Seeing the son there on Friday again today, felt very strange and made the memories of those six years and what his father did come flooding back. I know it is not his or his wife's fault, but I felt really quite awkward and embarrassed to be reminded of who I was back then. You see, I did not like who was I then, and I do not want to be reminded of that. I realise of course that those experiences have shaped me into the person that I am, and I should in many ways be grateful for it, but still it feels awkward, especially since she wants to actually stock copies of my book in her shop.

The thing that made me feel the most awkward was when Mr C Senior and his wife, B came into the Sanctuary at one point. Of course they are both a lot older than when I knew them (early 70's) and the wife did not recognise me. Her husband definately did, as he stood by my table, about two feet away, staring at the name on my book cover and trying not to look at me. I can only surmise that he must still be carrying guilt from those times, and in a way so am I. I actually felt quite sorry for him, as he is now an old man, but at the same time, I was also aware of this great anger rising up inside up, and part of me that wanted to go and talk to him and tell him the consequences of what he did, and how it has affected my life. I chose not to though fkir two reasons; firstly I did not want to make a scene as his grandchildren were there, and secondly because I knew that if I did I would turning myself into a victim and a martyr and that is not a role that I want to be seen in, or experience.

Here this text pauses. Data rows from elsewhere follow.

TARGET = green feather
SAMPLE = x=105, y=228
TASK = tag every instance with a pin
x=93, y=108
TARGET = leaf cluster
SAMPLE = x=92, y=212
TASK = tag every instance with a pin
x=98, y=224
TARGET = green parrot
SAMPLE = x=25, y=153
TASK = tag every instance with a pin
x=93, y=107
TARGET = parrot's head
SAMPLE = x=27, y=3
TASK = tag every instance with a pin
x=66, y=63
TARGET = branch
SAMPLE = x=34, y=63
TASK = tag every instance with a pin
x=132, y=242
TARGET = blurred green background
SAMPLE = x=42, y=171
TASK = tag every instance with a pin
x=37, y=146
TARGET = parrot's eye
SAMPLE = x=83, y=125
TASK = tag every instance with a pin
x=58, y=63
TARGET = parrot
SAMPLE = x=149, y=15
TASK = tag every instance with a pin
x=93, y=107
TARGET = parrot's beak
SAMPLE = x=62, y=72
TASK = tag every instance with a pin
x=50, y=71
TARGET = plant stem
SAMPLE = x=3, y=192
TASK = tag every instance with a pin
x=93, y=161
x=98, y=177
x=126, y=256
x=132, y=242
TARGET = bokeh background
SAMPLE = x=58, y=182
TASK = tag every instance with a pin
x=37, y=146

The family though are back in my life for a reason, so I have a find a way of reconciling how I feel. I can see as well in way that the roles have reversed, as I am now, or soon will be, a business supplier rather than an employee. Of course though, it is the shop owner and daughter in law that I shall be dealing with rather than her husband or father in law, both of whom I worked for. Still, it seems strange how this all came about, and I can't help but wonder why they have come back into my life at this time and how best to deal with it?